Data Browser

The Data Browser lets you explore the candle data stored on disk. You can view raw OHLCV values in a table, render interactive charts, and inspect individual candles -- all from the web interface.

Accessing the Data Browser

Navigate to /data in the sidebar. The Data Browser page presents two main controls at the top:

  • Pair selector -- choose which trading pair to view (e.g., XBTUSD, ETHUSD from Kraken, or BTCUSDC, ETHUSDC from Binance).
  • Timeframe selector -- choose the candle resolution (1m, 5m, 15m, 1h).

Data Browser with pair selection, candlestick chart, and candle data table

Note

You can only browse pairs that have been downloaded. If a pair does not appear in the selector, go to Downloading History and run a History Sync first.

Interactive Chart Viewer

The chart viewer uses Lightweight Charts (the same library used by TradingView) to render a professional candlestick chart. The chart supports:

  • Pan and zoom -- click and drag to pan, scroll to zoom in/out on the time axis.
  • Crosshair -- hover over any candle to see its exact OHLCV values in the legend area.
  • Auto-fit -- the chart automatically scales the price axis to fit visible candles.
  • Time navigation -- scroll left to see older data, right for more recent data.

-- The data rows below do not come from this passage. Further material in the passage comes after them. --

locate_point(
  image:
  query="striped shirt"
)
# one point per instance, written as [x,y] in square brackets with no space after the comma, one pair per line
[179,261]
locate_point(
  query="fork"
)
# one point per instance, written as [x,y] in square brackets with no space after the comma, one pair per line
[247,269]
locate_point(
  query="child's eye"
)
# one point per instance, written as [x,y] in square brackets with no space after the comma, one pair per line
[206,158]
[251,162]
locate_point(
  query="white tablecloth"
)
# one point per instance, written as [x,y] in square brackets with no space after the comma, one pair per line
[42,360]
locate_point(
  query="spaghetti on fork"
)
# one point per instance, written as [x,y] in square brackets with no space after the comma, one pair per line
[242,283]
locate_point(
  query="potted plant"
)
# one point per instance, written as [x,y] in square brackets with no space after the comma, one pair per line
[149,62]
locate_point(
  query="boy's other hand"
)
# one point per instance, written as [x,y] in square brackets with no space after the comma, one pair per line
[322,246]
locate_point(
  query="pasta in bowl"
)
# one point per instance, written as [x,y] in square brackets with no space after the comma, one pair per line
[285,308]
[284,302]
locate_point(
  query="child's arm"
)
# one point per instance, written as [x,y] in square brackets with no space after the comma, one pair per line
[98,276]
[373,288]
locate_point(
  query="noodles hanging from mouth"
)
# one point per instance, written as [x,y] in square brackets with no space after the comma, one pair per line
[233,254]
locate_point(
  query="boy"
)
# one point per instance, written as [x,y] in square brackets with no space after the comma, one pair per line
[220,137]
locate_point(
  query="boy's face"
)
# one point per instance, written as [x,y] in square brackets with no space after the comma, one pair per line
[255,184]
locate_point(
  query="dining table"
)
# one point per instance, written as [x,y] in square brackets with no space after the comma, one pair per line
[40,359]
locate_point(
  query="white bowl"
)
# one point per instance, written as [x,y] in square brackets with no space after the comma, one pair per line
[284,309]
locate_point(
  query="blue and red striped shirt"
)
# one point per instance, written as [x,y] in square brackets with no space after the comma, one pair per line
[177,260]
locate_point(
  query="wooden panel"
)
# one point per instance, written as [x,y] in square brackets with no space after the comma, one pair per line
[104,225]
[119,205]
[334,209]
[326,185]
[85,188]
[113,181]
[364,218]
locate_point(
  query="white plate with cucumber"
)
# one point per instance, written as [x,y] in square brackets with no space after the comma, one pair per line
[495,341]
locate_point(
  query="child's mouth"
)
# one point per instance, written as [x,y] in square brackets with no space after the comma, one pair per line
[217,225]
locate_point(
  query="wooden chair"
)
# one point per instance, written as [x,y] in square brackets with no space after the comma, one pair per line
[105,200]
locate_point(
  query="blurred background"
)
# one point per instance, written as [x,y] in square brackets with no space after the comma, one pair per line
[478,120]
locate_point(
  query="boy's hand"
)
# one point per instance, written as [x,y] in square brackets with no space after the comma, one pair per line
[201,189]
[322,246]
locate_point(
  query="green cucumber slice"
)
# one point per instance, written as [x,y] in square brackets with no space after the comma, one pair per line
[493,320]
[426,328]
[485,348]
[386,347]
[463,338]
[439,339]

The chart loads candle data directly from the server and renders it in the browser using vanilla JavaScript. No external services are contacted.

Tip

Use the scroll wheel to zoom into specific time ranges. This is especially useful when looking at 1-minute candles, where the full dataset may span months of data.

Candle Table

Below the chart, a table displays the raw candle data for the selected pair and timeframe. Each row represents one candle:

ColumnDescription
TimestampThe start time of the candle (UTC)
OpenPrice at the start of the period
HighHighest price during the period
LowLowest price during the period
ClosePrice at the end of the period
VolumeTotal traded volume during the period

The table is sorted by timestamp in descending order (newest first), so the most recent candles appear at the top.

Switching Timeframes

When you switch from one timeframe to another (e.g., from 1m to 1h), the chart and table reload with the new data. Remember that all timeframes larger than 1m are derived from the stored 1-minute candles:

flowchart LR
    Store["1m.arrow on disk"] --> Derive["Server aggregation"]
    Derive --> TF5["5m candles"]
    Derive --> TF15["15m candles"]
    Derive --> TF60["1h candles"]
    TF5 --> Render["Chart + Table"]
    TF15 --> Render
    TF60 --> Render

    style Store fill:#f59e0b,color:#fff
    style Render fill:#22c55e,color:#fff

Switching timeframes does not require a new download -- the server reads the 1-minute Arrow file and computes the requested timeframe on the fly.

Practical Uses

The Data Browser is useful for several tasks:

  • Visual verification after downloading history -- confirm that the data looks correct, with no obvious gaps or anomalies.
  • Manual chart analysis -- look at price patterns, support/resistance levels, or significant moves before building a strategy.
  • Debugging strategies -- after a backtest, switch to the Data Browser to see exactly what the candles looked like during a period where the strategy made unexpected trades.
  • Comparing timeframes -- look at the same time period in 1m and 1h to understand how aggregation affects candle shapes and indicator values.

Warning

Very large datasets (years of 1-minute data) may take a moment to render in the chart. If performance is sluggish, switch to a larger timeframe like 15m or 1h for a smoother experience.